Yesterday, as I was walking home I spied a black Jansport tossed into the bushes alongside a main road. The backpack was obviously stuffed to the brim with something. I stopped for a minute to consider my options. It felt like a gameshow. Behind door number one could be a slew of options: a bundle of interesting letters and photos I could voyeuristically enjoy, tons of pot, money I'd wrestle with taking home, a human head, a gun, a baby, a kitten, a pie, a basketball (I once got in trouble in elementary school for stuffing a basketball inside the backpack of a red-headed boy I despised...so I know these things happen).
My bet was on the grimmer of these choices. That's the problem with snooping like that--people don't usually throw back-packs filled with harmless objects out of windows. Perhaps as soon as I picked it up, a police duo would blindside me and arrest me for possession of THE WEED. Or maybe the human head would permanently alter my sanity.
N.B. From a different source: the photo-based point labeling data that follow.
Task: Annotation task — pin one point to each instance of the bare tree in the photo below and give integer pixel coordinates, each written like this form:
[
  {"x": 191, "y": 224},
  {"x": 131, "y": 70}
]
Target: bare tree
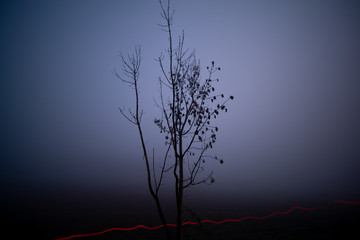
[{"x": 188, "y": 107}]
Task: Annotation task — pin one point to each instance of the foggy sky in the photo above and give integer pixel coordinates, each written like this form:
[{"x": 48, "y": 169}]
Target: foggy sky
[{"x": 293, "y": 67}]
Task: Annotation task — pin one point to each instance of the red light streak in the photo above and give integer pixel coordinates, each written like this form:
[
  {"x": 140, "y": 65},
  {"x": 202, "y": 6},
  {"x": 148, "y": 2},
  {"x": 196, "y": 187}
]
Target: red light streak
[{"x": 208, "y": 221}]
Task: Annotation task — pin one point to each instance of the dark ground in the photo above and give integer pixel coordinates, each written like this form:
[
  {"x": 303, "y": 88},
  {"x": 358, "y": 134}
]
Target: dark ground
[{"x": 335, "y": 220}]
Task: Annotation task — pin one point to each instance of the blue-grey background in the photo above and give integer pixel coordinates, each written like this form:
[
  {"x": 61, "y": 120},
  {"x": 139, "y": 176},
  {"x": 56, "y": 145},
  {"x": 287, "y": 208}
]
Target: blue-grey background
[{"x": 291, "y": 133}]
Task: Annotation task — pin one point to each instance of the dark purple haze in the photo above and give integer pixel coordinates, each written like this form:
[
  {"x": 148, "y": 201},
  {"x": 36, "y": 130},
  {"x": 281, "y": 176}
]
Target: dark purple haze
[{"x": 291, "y": 133}]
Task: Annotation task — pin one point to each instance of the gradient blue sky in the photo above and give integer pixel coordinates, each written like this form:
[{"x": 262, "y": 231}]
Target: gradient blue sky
[{"x": 293, "y": 66}]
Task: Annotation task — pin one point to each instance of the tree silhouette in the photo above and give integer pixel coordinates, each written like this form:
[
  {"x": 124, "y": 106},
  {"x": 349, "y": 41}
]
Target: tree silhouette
[{"x": 188, "y": 107}]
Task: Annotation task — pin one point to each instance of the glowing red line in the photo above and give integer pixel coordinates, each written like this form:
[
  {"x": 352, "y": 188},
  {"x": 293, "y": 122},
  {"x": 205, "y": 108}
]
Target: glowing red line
[{"x": 208, "y": 221}]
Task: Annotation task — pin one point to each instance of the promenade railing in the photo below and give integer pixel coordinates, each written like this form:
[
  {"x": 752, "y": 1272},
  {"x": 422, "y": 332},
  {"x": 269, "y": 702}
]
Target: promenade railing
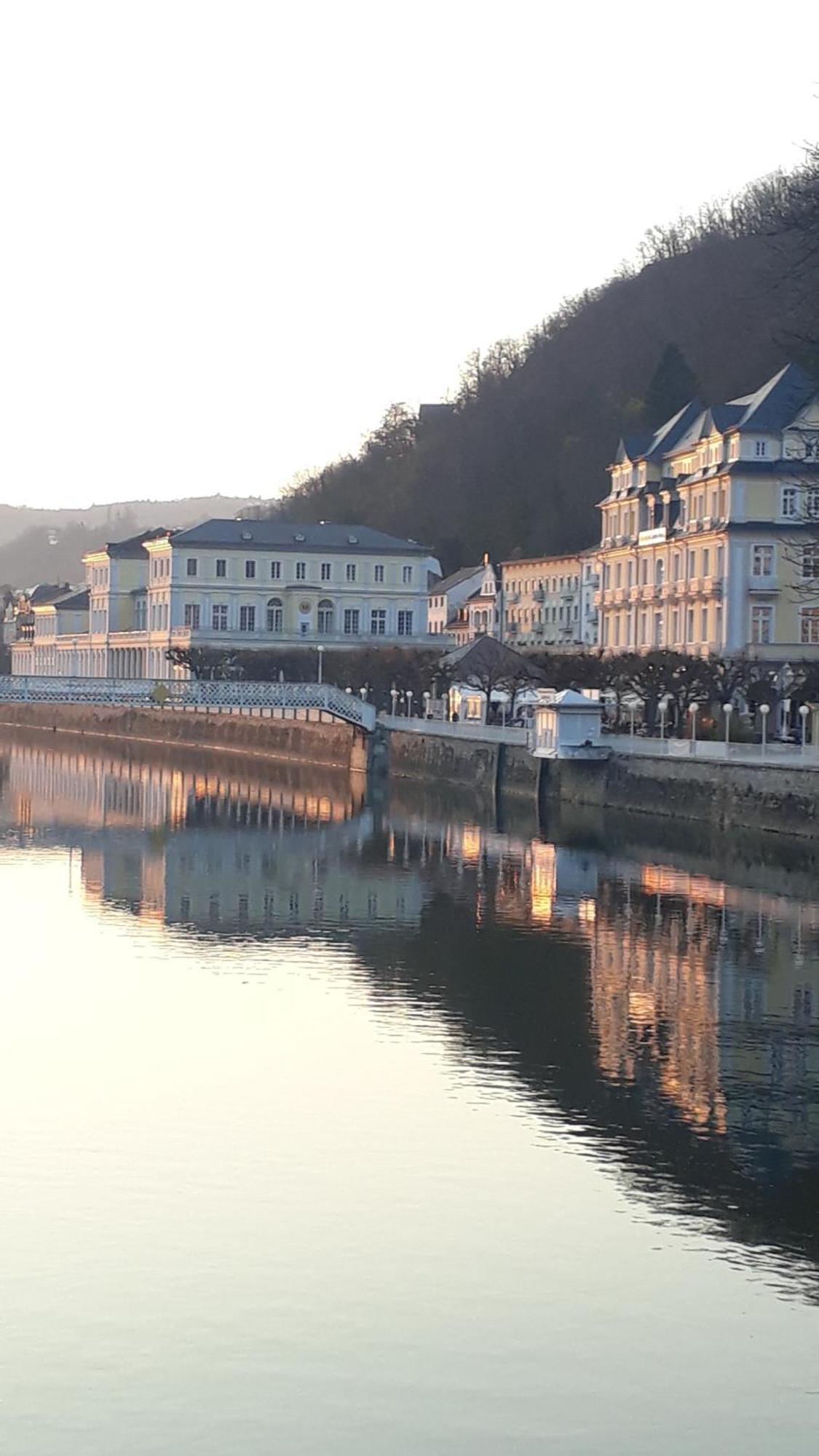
[{"x": 215, "y": 697}]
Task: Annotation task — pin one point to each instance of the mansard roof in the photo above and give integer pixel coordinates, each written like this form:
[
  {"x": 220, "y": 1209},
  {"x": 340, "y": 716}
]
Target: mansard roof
[
  {"x": 448, "y": 583},
  {"x": 133, "y": 547},
  {"x": 292, "y": 537}
]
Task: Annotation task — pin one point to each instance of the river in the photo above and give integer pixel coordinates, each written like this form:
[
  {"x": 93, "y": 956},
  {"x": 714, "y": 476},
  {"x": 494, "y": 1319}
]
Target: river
[{"x": 336, "y": 1128}]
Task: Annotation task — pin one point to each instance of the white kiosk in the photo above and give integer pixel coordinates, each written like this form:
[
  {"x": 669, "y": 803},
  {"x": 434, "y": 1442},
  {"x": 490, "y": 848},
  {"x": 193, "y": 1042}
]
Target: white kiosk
[{"x": 569, "y": 729}]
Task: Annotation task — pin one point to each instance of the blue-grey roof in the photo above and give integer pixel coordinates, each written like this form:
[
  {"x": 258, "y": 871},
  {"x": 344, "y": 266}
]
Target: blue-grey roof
[
  {"x": 778, "y": 401},
  {"x": 292, "y": 537}
]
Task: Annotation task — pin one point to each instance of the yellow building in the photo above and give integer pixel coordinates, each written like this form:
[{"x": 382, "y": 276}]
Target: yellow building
[
  {"x": 710, "y": 531},
  {"x": 542, "y": 602}
]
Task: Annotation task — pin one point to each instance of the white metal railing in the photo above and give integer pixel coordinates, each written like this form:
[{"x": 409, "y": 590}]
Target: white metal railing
[
  {"x": 474, "y": 732},
  {"x": 130, "y": 692},
  {"x": 774, "y": 755}
]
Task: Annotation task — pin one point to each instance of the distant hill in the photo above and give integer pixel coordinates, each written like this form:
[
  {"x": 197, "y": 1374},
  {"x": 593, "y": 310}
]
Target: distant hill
[
  {"x": 516, "y": 464},
  {"x": 40, "y": 545}
]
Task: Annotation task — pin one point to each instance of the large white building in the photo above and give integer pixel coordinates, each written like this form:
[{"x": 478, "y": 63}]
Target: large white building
[{"x": 232, "y": 586}]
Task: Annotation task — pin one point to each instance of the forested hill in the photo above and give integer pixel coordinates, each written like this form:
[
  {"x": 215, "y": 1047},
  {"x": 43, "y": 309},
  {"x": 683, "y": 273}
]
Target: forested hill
[{"x": 516, "y": 464}]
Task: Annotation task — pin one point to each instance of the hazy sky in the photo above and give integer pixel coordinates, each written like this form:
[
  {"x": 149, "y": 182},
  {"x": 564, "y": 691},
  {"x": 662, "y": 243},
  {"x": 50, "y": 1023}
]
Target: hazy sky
[{"x": 235, "y": 232}]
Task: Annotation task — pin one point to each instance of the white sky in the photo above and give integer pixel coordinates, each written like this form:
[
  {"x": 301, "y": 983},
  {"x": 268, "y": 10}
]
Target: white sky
[{"x": 235, "y": 232}]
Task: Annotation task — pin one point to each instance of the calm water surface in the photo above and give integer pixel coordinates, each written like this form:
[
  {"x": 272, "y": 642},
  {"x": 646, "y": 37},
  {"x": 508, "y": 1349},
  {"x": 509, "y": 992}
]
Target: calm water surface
[{"x": 400, "y": 1131}]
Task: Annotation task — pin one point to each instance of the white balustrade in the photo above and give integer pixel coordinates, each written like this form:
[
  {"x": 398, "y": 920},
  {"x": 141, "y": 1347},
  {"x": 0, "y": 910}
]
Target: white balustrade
[{"x": 216, "y": 697}]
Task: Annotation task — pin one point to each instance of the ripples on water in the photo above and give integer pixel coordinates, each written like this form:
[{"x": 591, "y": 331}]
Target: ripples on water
[{"x": 401, "y": 1129}]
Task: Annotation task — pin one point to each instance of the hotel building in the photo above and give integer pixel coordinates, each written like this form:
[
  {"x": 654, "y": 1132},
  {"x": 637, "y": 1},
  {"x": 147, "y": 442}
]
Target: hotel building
[{"x": 710, "y": 531}]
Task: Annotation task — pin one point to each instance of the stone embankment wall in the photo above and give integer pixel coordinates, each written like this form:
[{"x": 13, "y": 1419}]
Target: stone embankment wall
[
  {"x": 330, "y": 745},
  {"x": 449, "y": 761},
  {"x": 721, "y": 796},
  {"x": 724, "y": 796}
]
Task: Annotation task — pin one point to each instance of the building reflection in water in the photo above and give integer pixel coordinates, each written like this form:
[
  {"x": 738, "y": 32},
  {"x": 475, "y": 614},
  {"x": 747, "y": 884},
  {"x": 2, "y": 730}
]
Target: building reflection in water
[{"x": 697, "y": 1000}]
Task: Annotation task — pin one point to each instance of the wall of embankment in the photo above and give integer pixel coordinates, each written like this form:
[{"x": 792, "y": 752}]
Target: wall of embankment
[
  {"x": 723, "y": 796},
  {"x": 295, "y": 740}
]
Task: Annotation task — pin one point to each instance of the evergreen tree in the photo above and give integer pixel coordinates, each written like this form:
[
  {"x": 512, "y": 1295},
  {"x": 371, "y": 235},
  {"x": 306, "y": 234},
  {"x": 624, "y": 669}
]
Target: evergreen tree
[{"x": 672, "y": 385}]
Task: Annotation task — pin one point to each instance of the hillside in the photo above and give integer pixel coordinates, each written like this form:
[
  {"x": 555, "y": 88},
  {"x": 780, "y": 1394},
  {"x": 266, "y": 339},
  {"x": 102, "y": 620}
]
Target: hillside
[
  {"x": 41, "y": 545},
  {"x": 516, "y": 464}
]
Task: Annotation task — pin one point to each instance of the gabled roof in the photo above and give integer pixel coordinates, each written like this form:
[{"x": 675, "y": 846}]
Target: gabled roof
[
  {"x": 448, "y": 583},
  {"x": 133, "y": 547},
  {"x": 292, "y": 537},
  {"x": 76, "y": 602},
  {"x": 669, "y": 436},
  {"x": 777, "y": 401},
  {"x": 47, "y": 592}
]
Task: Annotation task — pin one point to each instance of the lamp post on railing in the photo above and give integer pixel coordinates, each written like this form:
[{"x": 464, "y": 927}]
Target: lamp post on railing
[
  {"x": 694, "y": 710},
  {"x": 727, "y": 710}
]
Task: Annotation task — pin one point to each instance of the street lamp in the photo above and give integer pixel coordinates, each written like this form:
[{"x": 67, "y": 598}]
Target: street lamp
[
  {"x": 764, "y": 711},
  {"x": 727, "y": 710}
]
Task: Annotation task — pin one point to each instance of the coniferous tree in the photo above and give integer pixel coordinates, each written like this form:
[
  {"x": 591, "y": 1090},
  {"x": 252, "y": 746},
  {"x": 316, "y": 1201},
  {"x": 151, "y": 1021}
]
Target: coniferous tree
[{"x": 672, "y": 385}]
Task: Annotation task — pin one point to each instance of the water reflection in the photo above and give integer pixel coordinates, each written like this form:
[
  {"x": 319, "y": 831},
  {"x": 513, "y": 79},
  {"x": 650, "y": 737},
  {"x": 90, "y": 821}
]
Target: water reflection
[{"x": 663, "y": 1011}]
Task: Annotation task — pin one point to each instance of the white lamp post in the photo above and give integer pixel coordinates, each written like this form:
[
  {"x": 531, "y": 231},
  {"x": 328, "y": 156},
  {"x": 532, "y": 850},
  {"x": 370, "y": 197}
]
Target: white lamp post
[{"x": 727, "y": 710}]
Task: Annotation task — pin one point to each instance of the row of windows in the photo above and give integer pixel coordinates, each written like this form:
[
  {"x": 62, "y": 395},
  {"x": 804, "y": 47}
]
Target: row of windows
[
  {"x": 697, "y": 564},
  {"x": 526, "y": 585},
  {"x": 301, "y": 570},
  {"x": 352, "y": 620},
  {"x": 528, "y": 617},
  {"x": 697, "y": 627}
]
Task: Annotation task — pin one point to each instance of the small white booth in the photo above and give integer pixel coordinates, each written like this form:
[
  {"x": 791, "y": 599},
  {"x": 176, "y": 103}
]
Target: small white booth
[{"x": 569, "y": 729}]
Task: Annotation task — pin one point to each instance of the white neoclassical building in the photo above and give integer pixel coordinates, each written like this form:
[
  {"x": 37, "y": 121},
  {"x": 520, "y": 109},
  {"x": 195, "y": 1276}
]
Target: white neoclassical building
[{"x": 232, "y": 586}]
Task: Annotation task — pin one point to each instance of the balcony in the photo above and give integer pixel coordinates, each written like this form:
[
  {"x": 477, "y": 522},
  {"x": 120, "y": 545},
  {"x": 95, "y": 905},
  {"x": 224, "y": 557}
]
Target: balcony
[{"x": 711, "y": 586}]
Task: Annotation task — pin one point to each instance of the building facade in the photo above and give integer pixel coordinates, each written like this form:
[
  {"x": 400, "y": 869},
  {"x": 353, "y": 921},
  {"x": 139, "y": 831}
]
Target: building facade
[
  {"x": 448, "y": 596},
  {"x": 542, "y": 602},
  {"x": 710, "y": 531},
  {"x": 232, "y": 586}
]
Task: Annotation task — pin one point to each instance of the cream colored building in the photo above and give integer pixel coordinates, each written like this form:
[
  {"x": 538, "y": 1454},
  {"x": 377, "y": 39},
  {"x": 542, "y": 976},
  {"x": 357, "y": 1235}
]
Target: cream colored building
[
  {"x": 710, "y": 531},
  {"x": 235, "y": 586},
  {"x": 542, "y": 602}
]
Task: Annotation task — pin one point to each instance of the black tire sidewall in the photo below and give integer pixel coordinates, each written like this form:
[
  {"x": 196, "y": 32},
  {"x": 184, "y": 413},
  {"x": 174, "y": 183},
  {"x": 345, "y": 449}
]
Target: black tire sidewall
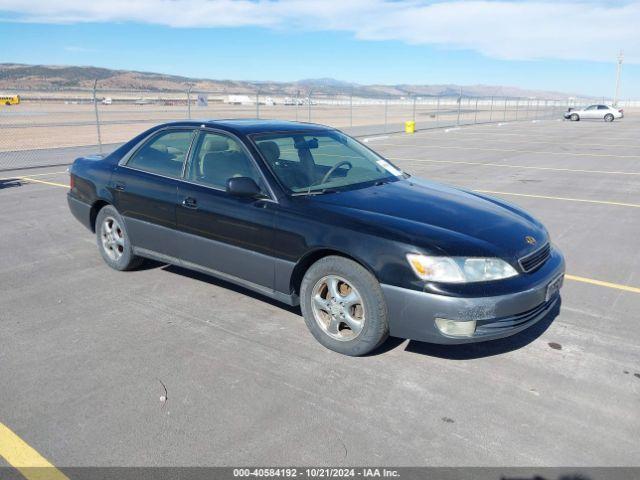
[
  {"x": 375, "y": 330},
  {"x": 128, "y": 260}
]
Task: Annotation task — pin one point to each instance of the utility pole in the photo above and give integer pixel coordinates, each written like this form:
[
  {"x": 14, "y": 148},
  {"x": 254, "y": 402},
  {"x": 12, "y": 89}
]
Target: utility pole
[{"x": 619, "y": 71}]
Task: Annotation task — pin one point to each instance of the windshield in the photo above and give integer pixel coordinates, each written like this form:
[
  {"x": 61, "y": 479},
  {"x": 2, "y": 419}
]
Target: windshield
[{"x": 322, "y": 161}]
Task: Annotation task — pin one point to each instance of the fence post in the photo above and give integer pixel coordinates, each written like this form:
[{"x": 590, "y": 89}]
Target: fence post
[
  {"x": 413, "y": 113},
  {"x": 258, "y": 104},
  {"x": 189, "y": 101},
  {"x": 386, "y": 101},
  {"x": 475, "y": 116},
  {"x": 491, "y": 110},
  {"x": 95, "y": 107},
  {"x": 351, "y": 110}
]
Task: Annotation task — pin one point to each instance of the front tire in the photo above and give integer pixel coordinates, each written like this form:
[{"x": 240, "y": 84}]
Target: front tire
[
  {"x": 113, "y": 240},
  {"x": 343, "y": 306}
]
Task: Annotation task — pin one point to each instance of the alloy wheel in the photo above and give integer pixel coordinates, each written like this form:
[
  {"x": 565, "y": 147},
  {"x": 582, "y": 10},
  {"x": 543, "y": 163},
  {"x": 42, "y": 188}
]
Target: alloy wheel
[
  {"x": 112, "y": 236},
  {"x": 338, "y": 308}
]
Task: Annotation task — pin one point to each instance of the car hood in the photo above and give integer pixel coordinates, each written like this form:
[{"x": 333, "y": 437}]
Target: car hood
[{"x": 436, "y": 217}]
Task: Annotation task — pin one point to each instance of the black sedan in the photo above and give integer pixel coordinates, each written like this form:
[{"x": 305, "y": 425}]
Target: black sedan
[{"x": 306, "y": 215}]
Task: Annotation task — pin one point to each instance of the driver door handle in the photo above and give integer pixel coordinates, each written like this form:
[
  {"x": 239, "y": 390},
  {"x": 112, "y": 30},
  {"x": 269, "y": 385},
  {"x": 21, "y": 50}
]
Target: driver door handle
[{"x": 190, "y": 202}]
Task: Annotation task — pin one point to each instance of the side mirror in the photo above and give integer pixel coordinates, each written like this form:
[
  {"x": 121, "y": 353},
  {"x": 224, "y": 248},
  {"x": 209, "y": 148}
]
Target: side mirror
[{"x": 244, "y": 187}]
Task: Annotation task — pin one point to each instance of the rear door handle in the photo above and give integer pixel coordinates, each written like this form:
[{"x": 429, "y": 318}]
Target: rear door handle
[{"x": 190, "y": 202}]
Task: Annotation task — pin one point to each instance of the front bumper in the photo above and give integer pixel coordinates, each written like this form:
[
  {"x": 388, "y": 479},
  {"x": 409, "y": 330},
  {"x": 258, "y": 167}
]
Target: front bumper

Or some hoodlums would begin to stake out in front of my house once they realized I had their stash of guns.
The polar route is that the backpack contained some case-concluding evidence that I could have turned in to the Durham police, perhaps catupalting my name out there is local hero territory, thus setting myself up for free meals at local restaurants, and a general glowing admiration in the wake all of my perambulating.
But instead of picking it up, I just left it there. Nice and cozy in its mystery and brush.